Car enfin, nous n'avons pour l'instant que des déclarations d'intention. Et si je ne peux me nourrir de réalités concrètes j'aimerais au moins pouvoir me nourrir d'espoir. Mais celui-ci s'amenuise devant l'ampleur de ma tâche. J'ai encore mardi soir une réunion de préparation du PEDT, dans mon bureau, à laquelle je participerai la tête dans le [...] après mes six heures de classe à tenter d'aider à grandir mes trente petits monstres. Réunion gratuite? Je ne compte même plus les heures, je ne pointe plus rien, c'est chronophage et énergivore, c'est surtout inutile et désespérant. Alors qu'est-ce qui m'attend? Une aumône rallongée dans quelques années, quelques piécettes supplémentaires chichement octroyées sur le parvis de l’État où je tends fébrilement ma sébile? Quelques heures qui me seront dans quelques années aussi accordées -peut-être!- pour alléger ma charge d’enseignement? Un nouveau grade... pour qui? Comment? J'aimerais être optimiste, franchement j'adorerais ça. Mais je me vois plutôt battre le pavé pendant encore de longues années toujours plus difficiles, toujours plus compliquées, avant d'atteindre une retraite à laquelle j'arriverai épuisé. J'aimerais vraiment, arrivé à cinquante-trois ans, qu'on allège ma charge de travail. Ou il me faudra partir vers d'autres horizons, quitter la mission de direction d'école que je connais pourtant si bien, et que je prétends remplir au mieux, pour n'avoir plus en tête que la gestion d'une classe, ce qui n'est déjà pas rien.

Sœur Anne, ma sœur Anne, remonte au sommet de la tour! Scrute l'horizon.

vendredi 10 janvier 2014

Fatigue et lassitude... plein le cul, quoi!
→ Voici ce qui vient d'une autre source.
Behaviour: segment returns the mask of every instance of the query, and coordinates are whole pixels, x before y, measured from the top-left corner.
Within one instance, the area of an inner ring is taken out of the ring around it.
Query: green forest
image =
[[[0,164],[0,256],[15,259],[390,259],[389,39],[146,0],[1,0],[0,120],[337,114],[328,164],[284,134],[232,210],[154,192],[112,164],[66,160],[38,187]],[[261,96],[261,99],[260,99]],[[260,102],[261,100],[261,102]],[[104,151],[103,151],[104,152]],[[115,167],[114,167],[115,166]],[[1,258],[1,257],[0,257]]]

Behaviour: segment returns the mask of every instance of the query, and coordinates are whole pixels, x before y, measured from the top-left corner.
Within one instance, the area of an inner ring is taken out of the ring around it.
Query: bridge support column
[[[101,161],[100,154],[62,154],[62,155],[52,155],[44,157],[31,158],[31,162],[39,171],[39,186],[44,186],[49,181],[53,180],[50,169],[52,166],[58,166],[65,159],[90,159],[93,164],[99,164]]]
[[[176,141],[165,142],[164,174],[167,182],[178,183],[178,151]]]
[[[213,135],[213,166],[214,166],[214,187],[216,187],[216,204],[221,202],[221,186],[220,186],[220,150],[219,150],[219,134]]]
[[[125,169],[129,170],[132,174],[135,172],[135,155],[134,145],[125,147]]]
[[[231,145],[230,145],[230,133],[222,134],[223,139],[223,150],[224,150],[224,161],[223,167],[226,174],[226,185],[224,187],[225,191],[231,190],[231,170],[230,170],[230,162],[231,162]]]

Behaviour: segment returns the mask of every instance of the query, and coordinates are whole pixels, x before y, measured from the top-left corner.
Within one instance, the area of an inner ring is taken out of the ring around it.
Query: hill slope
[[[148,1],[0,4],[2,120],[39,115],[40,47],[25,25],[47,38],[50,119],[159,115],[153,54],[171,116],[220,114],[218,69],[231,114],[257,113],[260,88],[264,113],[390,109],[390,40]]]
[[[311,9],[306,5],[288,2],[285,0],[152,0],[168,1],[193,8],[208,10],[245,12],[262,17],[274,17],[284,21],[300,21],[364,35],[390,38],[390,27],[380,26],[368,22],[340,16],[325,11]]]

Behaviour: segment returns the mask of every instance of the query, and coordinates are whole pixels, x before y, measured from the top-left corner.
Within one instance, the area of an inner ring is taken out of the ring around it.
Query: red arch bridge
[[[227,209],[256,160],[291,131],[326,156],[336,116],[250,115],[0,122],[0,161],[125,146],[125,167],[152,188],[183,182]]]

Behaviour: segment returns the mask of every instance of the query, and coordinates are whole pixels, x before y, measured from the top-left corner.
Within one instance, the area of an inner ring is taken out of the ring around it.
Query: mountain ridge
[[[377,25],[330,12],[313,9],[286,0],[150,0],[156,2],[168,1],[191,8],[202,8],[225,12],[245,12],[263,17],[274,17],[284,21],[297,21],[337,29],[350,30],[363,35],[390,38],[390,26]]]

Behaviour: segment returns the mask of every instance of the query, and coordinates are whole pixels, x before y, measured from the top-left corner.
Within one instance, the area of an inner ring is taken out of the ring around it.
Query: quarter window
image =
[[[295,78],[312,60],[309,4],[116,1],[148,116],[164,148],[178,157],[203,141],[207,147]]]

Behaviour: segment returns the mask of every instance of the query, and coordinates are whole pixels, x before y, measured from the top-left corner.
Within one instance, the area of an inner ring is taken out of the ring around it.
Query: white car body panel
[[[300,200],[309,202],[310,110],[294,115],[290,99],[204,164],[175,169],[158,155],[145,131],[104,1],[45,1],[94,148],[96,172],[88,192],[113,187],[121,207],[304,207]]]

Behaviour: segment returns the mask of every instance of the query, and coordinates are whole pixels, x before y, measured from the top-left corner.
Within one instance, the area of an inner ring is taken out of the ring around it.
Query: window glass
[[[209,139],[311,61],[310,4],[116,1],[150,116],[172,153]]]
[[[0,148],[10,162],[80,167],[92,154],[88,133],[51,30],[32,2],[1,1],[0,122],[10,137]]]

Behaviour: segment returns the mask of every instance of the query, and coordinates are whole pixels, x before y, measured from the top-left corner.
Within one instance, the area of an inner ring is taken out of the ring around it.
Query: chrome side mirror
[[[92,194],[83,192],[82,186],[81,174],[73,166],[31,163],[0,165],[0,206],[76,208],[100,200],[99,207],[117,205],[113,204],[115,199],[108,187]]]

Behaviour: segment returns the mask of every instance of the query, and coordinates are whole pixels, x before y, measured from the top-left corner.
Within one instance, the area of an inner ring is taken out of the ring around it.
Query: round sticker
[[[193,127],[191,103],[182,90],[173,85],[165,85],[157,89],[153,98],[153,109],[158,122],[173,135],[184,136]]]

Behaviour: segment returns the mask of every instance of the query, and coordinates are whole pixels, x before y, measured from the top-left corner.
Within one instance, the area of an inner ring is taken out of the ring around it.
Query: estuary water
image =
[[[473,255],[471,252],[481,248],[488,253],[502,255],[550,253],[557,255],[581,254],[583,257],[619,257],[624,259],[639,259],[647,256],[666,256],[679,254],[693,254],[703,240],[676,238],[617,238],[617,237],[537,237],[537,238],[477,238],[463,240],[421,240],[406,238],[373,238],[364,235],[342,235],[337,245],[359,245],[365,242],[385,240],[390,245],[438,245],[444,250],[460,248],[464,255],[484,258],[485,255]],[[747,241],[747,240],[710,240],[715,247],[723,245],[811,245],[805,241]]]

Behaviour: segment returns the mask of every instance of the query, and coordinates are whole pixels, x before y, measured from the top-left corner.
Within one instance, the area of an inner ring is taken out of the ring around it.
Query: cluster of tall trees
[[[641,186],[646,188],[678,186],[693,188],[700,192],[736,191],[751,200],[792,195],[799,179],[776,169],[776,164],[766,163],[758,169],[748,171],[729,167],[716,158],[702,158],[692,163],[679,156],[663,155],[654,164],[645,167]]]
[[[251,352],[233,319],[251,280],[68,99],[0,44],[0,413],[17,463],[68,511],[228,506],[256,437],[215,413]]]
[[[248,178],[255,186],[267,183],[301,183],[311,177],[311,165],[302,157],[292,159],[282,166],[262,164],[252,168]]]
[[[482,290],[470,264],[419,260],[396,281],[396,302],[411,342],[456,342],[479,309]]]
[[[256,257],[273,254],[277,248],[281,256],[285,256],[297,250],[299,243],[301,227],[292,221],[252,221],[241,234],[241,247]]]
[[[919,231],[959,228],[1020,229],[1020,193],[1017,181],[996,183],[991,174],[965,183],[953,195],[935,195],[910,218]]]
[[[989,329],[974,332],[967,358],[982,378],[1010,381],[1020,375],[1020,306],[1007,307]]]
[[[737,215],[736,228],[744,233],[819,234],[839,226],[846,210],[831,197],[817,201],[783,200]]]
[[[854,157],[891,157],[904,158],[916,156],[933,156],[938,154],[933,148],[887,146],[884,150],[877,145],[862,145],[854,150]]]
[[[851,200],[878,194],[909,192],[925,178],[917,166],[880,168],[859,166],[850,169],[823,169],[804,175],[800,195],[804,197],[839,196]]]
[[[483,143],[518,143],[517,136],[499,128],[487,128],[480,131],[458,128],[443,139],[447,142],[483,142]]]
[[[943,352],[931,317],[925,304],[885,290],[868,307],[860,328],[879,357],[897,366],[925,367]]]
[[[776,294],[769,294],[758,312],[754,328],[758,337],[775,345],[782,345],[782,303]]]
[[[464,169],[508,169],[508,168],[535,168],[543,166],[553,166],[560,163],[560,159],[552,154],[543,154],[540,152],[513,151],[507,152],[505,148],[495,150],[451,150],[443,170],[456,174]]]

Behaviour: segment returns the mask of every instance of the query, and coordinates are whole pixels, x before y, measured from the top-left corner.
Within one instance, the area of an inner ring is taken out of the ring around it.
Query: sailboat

J'ai plusieurs billets en mode "brouillon" qui attendent le polissage final. Peux pas. Fatigué. Semaine horrible avec trente gosses agités, grosse tête pleine de migraine, de galettes et de couronnes, de courriels redondants inutiles, de petits bouffe-temps et de petits bouffe-énergie. Je voulais dire mon indignation pour Jac, je n'ai même plus la force d'y mettre le coup de patte final... La cata. Pas d'inquiétude, je ne suis pas loin. Je voudrais juste avoir un peu de je ne sais pas quoi devant moi pour arriver à récupérer. Là, peux pas. Couic. Néant. Zéro. Dodo.

dimanche 5 janvier 2014

Lettre...

Après avoir reçu le prix Nobel de littérature, Albert Camus écrit à un de ses anciens instituteurs:
19 novembre 1957
Cher Monsieur Germain,
J'ai laissé s'éteindre un peu le bruit qui m'a entouré tous ces jours-ci avant de venir vous parler un peu de tout mon cœur. On vient de me faire un bien trop grand honneur, que je n'ai ni recherché ni sollicité. Mais quand j'ai appris la nouvelle, ma première pensée, après ma mère, a été pour vous. Sans vous, sans cette main affectueuse que vous avez tendue au petit enfant pauvre que j'étais, sans votre enseignement, et votre exemple, rien de tout cela ne serait arrivé. Je ne me fais pas un monde de cette sorte d'honneur mais celui-là est du moins une occasion pour vous dire ce que vous avez été, et êtes toujours pour moi, et pour vous assurer que vos efforts, votre travail et le cœur généreux que vous y mettiez sont toujours vivants chez un de vos petits écoliers qui, malgré l'âge, n'a pas cessé d'être votre reconnaissant élève. Je vous embrasse, de toutes mes forces.